A amarelinha divide o país do futebol
27 de junho de 2018Copas do Mundo costumam ser um momento em que as pessoas, de uma hora para a outra, passam a fazer uma análise crítica de si mesmas e de seu país. Quando a seleção nacional vence, isso supostamente diz alguma coisa também sobre o funcionamento da própria sociedade. No nosso caso, o dos alemães, significa que a seleção é uma máquina bem azeitada, uma obra-prima da engenharia – como uma Mercedes. Se ela vence jogando bem, claro.
Se, ao contrário, o caos domina a equipe, como nos jogos contra o México e a Suécia, isso só pode ser um reflexo do caos político que predomina na Alemanha. Como as carreiras do treinador Joachim Löw e da chanceler federal Angela Merkel sempre correram em paralelo, é simplesmente lógico que os seus próprios sistemas estejam agora, ao mesmo tempo, caindo sobre suas cabeças.
No Brasil parece não ser muito diferente. Os grandes triunfos de 1958 e 1962 representavam, claro, o "momento Bossa Nova", quando o país de repente ascendeu e passou a ser percebido internacionalmente. Quando a Seleção cai de forma inglória, o fracasso da equipe é um reflexo da disfuncionalidade de toda a sociedade, como mostra a autodilaceração da sociedade brasileira desde o 7 a 1 em Belo Horizonte.
Nessas horas, jogadores de futebol são o bode expiatório perfeito. Os jogadores da seleção alemã que têm raízes no exterior sabem disso melhor do que ninguém. Quando as coisas não andam bem, eles são os primeiros a serem criticados. Mais ainda, passa a ser questionado até se eles deveriam fazer parte do selecionado nacional, devido às suas raízes.
No Brasil também se pode observar uma discussão semelhante sobre supostos "traidores da pátria". Quem ganha seus milhões no exterior tem mais chances de ser visto como um "mercenário" que não se empenha com a paixão suficiente.
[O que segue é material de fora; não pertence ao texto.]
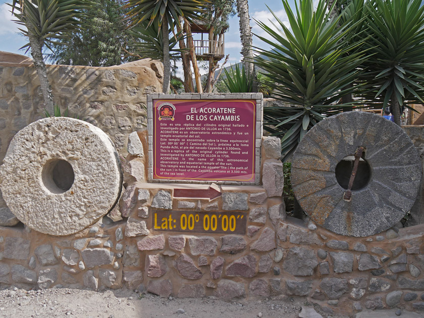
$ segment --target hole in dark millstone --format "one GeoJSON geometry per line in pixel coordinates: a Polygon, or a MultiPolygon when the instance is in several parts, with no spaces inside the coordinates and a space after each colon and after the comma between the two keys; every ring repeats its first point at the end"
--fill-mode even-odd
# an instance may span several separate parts
{"type": "MultiPolygon", "coordinates": [[[[355,157],[349,155],[340,161],[336,166],[336,179],[343,189],[347,189],[349,181],[353,169],[355,157]]],[[[352,186],[352,190],[360,190],[364,188],[369,182],[371,177],[371,168],[366,161],[359,158],[356,176],[352,186]]]]}
{"type": "Polygon", "coordinates": [[[41,173],[43,184],[52,193],[63,193],[71,188],[75,178],[74,169],[67,161],[53,159],[47,162],[41,173]]]}

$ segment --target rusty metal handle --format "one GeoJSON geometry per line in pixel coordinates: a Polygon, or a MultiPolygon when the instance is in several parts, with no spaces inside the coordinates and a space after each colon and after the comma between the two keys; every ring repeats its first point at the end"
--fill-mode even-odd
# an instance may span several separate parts
{"type": "Polygon", "coordinates": [[[350,179],[349,179],[347,191],[343,194],[343,200],[345,201],[350,202],[352,200],[352,186],[353,185],[353,181],[355,181],[355,177],[356,176],[359,159],[361,158],[364,149],[364,147],[359,146],[355,152],[355,162],[353,163],[353,169],[352,169],[352,174],[350,175],[350,179]]]}

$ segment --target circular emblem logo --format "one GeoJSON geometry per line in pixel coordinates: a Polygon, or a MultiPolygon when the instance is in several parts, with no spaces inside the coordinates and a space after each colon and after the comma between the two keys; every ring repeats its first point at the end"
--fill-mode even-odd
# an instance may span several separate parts
{"type": "Polygon", "coordinates": [[[175,106],[170,102],[164,102],[161,104],[158,108],[159,111],[159,120],[174,120],[174,115],[175,114],[175,106]]]}

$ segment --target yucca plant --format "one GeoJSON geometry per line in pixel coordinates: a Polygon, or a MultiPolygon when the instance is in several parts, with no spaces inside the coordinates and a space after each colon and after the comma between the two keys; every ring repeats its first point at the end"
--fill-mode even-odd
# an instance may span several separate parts
{"type": "Polygon", "coordinates": [[[424,7],[421,0],[374,0],[366,8],[372,56],[361,79],[373,89],[364,97],[384,109],[390,101],[400,125],[405,100],[424,103],[424,7]]]}
{"type": "Polygon", "coordinates": [[[49,43],[60,43],[66,37],[66,31],[80,26],[83,9],[92,5],[88,0],[13,0],[10,5],[17,19],[15,22],[26,27],[26,30],[19,29],[29,40],[23,47],[31,47],[47,109],[53,109],[53,96],[43,58],[43,46],[49,48],[49,43]]]}
{"type": "Polygon", "coordinates": [[[334,104],[360,86],[353,82],[365,59],[359,49],[362,43],[352,43],[347,37],[356,24],[331,19],[331,10],[324,0],[320,0],[315,11],[312,3],[299,0],[293,12],[287,0],[283,0],[291,30],[271,10],[279,30],[258,22],[272,39],[258,37],[272,49],[256,47],[261,55],[255,64],[269,73],[273,96],[295,106],[264,109],[264,129],[282,138],[284,159],[316,123],[352,108],[351,104],[334,104]]]}
{"type": "Polygon", "coordinates": [[[224,83],[230,93],[251,92],[253,84],[253,76],[246,71],[244,64],[240,70],[239,64],[236,64],[234,69],[231,65],[231,71],[224,69],[225,72],[225,78],[223,79],[224,83]]]}

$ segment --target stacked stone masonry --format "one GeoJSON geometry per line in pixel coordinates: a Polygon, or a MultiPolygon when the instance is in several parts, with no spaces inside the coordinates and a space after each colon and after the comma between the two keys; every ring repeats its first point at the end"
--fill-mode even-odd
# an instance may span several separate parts
{"type": "MultiPolygon", "coordinates": [[[[360,239],[335,234],[286,217],[282,180],[272,185],[222,185],[223,195],[211,201],[175,198],[173,189],[182,185],[145,182],[147,156],[140,150],[146,153],[147,131],[133,134],[134,150],[123,164],[126,189],[108,216],[61,237],[22,225],[0,228],[0,285],[128,288],[229,301],[287,295],[336,313],[424,307],[422,225],[360,239]],[[246,214],[245,235],[152,228],[153,209],[201,213],[224,205],[246,214]]],[[[276,141],[262,139],[262,176],[267,169],[282,171],[276,141]]]]}

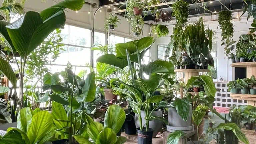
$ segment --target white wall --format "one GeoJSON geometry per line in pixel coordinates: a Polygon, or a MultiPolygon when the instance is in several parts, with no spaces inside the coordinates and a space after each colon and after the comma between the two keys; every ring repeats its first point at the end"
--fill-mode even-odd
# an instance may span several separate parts
{"type": "MultiPolygon", "coordinates": [[[[234,24],[234,34],[233,39],[234,40],[236,41],[238,40],[238,38],[240,35],[242,34],[246,34],[248,31],[248,28],[250,26],[251,24],[252,23],[253,19],[249,19],[248,23],[246,24],[246,21],[247,18],[247,15],[246,14],[243,16],[240,20],[239,21],[238,19],[236,19],[238,15],[240,16],[241,13],[233,13],[233,17],[234,18],[233,21],[234,24]]],[[[231,60],[228,59],[226,55],[224,53],[224,47],[221,45],[221,32],[219,28],[218,28],[219,23],[217,19],[217,17],[216,15],[212,16],[204,16],[203,17],[205,22],[204,24],[205,25],[209,27],[210,29],[213,29],[216,31],[216,37],[214,40],[217,41],[218,47],[217,48],[217,79],[220,79],[220,75],[225,81],[229,81],[232,80],[233,79],[233,68],[230,66],[231,64],[231,60]],[[207,21],[211,21],[207,22],[207,21]]],[[[195,21],[196,18],[190,18],[190,21],[195,21]]],[[[164,23],[163,24],[164,24],[164,23]]],[[[167,25],[170,25],[171,23],[167,24],[167,25]]],[[[167,45],[170,41],[170,35],[172,33],[172,29],[174,27],[173,25],[167,26],[169,29],[170,31],[169,34],[168,36],[164,37],[161,37],[157,38],[157,39],[156,44],[157,45],[167,45]]],[[[154,50],[156,54],[155,57],[152,58],[157,58],[157,48],[154,48],[154,50]]]]}

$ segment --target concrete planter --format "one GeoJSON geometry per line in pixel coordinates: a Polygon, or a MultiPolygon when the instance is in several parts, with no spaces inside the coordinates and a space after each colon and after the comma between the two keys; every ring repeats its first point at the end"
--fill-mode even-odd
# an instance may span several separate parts
{"type": "MultiPolygon", "coordinates": [[[[145,111],[143,110],[141,111],[141,114],[142,119],[142,125],[144,125],[146,123],[146,120],[144,119],[145,115],[145,111]]],[[[162,117],[163,116],[163,113],[162,113],[161,110],[157,109],[156,111],[154,111],[152,113],[152,115],[158,117],[162,117]]],[[[134,120],[136,127],[137,128],[139,128],[140,122],[137,114],[135,114],[134,120]]],[[[153,137],[155,137],[158,133],[158,131],[161,129],[162,123],[163,122],[159,120],[154,120],[152,121],[149,121],[149,128],[154,130],[153,137]]]]}

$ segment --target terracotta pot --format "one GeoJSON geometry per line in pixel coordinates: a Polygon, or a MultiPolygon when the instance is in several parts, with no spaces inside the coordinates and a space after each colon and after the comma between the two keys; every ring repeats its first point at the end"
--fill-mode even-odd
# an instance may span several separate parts
{"type": "MultiPolygon", "coordinates": [[[[200,123],[199,125],[200,126],[198,128],[198,135],[199,136],[202,135],[203,133],[204,132],[204,122],[205,121],[205,118],[203,118],[203,120],[202,120],[202,122],[200,123]]],[[[197,130],[197,125],[194,123],[194,122],[192,121],[192,122],[194,126],[194,129],[195,130],[197,130]]],[[[196,134],[197,134],[197,133],[196,134]]]]}
{"type": "Polygon", "coordinates": [[[195,92],[198,92],[199,88],[193,88],[193,90],[195,92]]]}
{"type": "Polygon", "coordinates": [[[111,89],[104,89],[105,94],[105,99],[112,100],[113,99],[117,99],[117,95],[113,94],[114,91],[111,89]]]}
{"type": "Polygon", "coordinates": [[[133,13],[136,15],[141,15],[142,13],[142,9],[139,9],[138,7],[133,8],[133,13]]]}

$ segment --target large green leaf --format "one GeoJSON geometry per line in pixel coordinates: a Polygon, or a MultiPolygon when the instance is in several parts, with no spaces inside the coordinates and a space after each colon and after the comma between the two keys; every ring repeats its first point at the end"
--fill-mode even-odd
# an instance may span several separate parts
{"type": "Polygon", "coordinates": [[[54,134],[53,126],[53,117],[48,112],[41,111],[36,114],[27,132],[30,144],[43,144],[49,140],[54,134]]]}
{"type": "Polygon", "coordinates": [[[8,87],[0,86],[0,95],[5,94],[9,91],[9,88],[8,87]]]}
{"type": "Polygon", "coordinates": [[[104,127],[112,129],[117,134],[121,129],[125,117],[125,112],[120,106],[111,105],[109,107],[105,114],[104,127]]]}
{"type": "Polygon", "coordinates": [[[147,74],[150,73],[175,73],[173,64],[170,61],[162,59],[157,59],[148,65],[143,65],[143,69],[147,74]]]}
{"type": "Polygon", "coordinates": [[[83,102],[90,102],[94,100],[95,92],[96,91],[96,84],[95,84],[95,74],[94,72],[89,73],[85,79],[84,85],[82,87],[83,102]]]}
{"type": "Polygon", "coordinates": [[[47,73],[44,76],[43,83],[44,84],[50,85],[57,85],[60,82],[59,78],[59,74],[55,73],[52,75],[50,73],[47,73]]]}
{"type": "Polygon", "coordinates": [[[22,139],[21,134],[17,130],[11,130],[0,139],[1,144],[27,144],[22,139]]]}
{"type": "MultiPolygon", "coordinates": [[[[52,115],[54,119],[68,120],[68,116],[62,105],[54,101],[52,102],[52,115]]],[[[59,121],[55,121],[54,124],[59,129],[68,126],[67,122],[59,121]]]]}
{"type": "Polygon", "coordinates": [[[79,143],[79,144],[93,144],[93,143],[89,140],[80,135],[73,135],[73,137],[79,143]]]}
{"type": "Polygon", "coordinates": [[[168,136],[167,144],[178,144],[180,139],[185,134],[181,131],[176,131],[171,133],[168,136]]]}
{"type": "Polygon", "coordinates": [[[79,11],[82,8],[84,3],[84,0],[64,0],[42,11],[40,15],[44,21],[57,12],[65,8],[79,11]]]}
{"type": "Polygon", "coordinates": [[[114,144],[117,141],[115,132],[110,128],[106,128],[98,136],[96,144],[114,144]]]}
{"type": "Polygon", "coordinates": [[[33,111],[27,107],[21,109],[19,112],[17,117],[17,127],[25,133],[32,119],[33,111]]]}
{"type": "Polygon", "coordinates": [[[15,49],[25,59],[51,32],[57,28],[63,28],[65,21],[63,11],[52,15],[44,22],[39,13],[29,11],[6,27],[15,49]]]}
{"type": "Polygon", "coordinates": [[[101,56],[97,59],[96,61],[115,66],[121,69],[128,65],[127,60],[118,58],[113,54],[106,54],[101,56]]]}
{"type": "Polygon", "coordinates": [[[185,121],[187,121],[189,115],[189,102],[186,98],[176,99],[174,102],[179,115],[185,121]]]}
{"type": "Polygon", "coordinates": [[[87,132],[89,137],[96,142],[100,133],[104,129],[104,126],[100,123],[93,122],[88,125],[87,127],[87,132]]]}
{"type": "Polygon", "coordinates": [[[11,82],[14,88],[16,88],[16,75],[9,63],[0,58],[0,73],[3,74],[11,82]]]}
{"type": "Polygon", "coordinates": [[[232,130],[239,140],[245,144],[249,144],[249,141],[245,135],[243,133],[237,125],[235,123],[221,123],[217,127],[217,129],[222,129],[227,130],[232,130]]]}
{"type": "Polygon", "coordinates": [[[115,144],[123,144],[124,143],[127,141],[127,139],[126,137],[118,136],[117,137],[117,140],[115,144]]]}

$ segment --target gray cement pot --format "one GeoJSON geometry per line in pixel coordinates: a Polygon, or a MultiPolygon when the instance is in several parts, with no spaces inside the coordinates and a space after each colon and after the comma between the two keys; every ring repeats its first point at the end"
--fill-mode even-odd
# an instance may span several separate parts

A paciência é maior com aqueles jogadores que defendem as cores do próprio clube, jogando no Brasil.
É difícil escapar desse dilema. No nosso mundo globalizado, as Copas do Mundo substituíram as guerras. Não é mais necessário conquistar outros países para satisfazer sentimentos patrióticos – basta derrotá-los em campo para acalmar nosso fervor nacionalista. Bola em vez de bala – o futebol é uma das melhores conquistas da civilização.
Porém, a coisa fica mais complicada quando um grupo político se adona de um símbolo nacional, como a amarelinha, e passa a monopolizá-lo. Foi o que aconteceu durante os protestos contra a então presidente Dilma Rousseff, em 2015 e 2016. Usar as cores do Brasil em oposição ao vermelho do PT é, claro, enviar a mensagem de que apenas quem enverga a camisa da Seleção é um patriota e de fato brasileiro. Todos os outros não são. Pior ainda, eles são tachados de agentes estrangeiros. "A nossa bandeira jamais será vermelha" era o grito de guerra daqueles protestos. Todos os outros fariam melhor em se mandar para Cuba ou para a Venezuela, sua pátria de fato, era a mensagem.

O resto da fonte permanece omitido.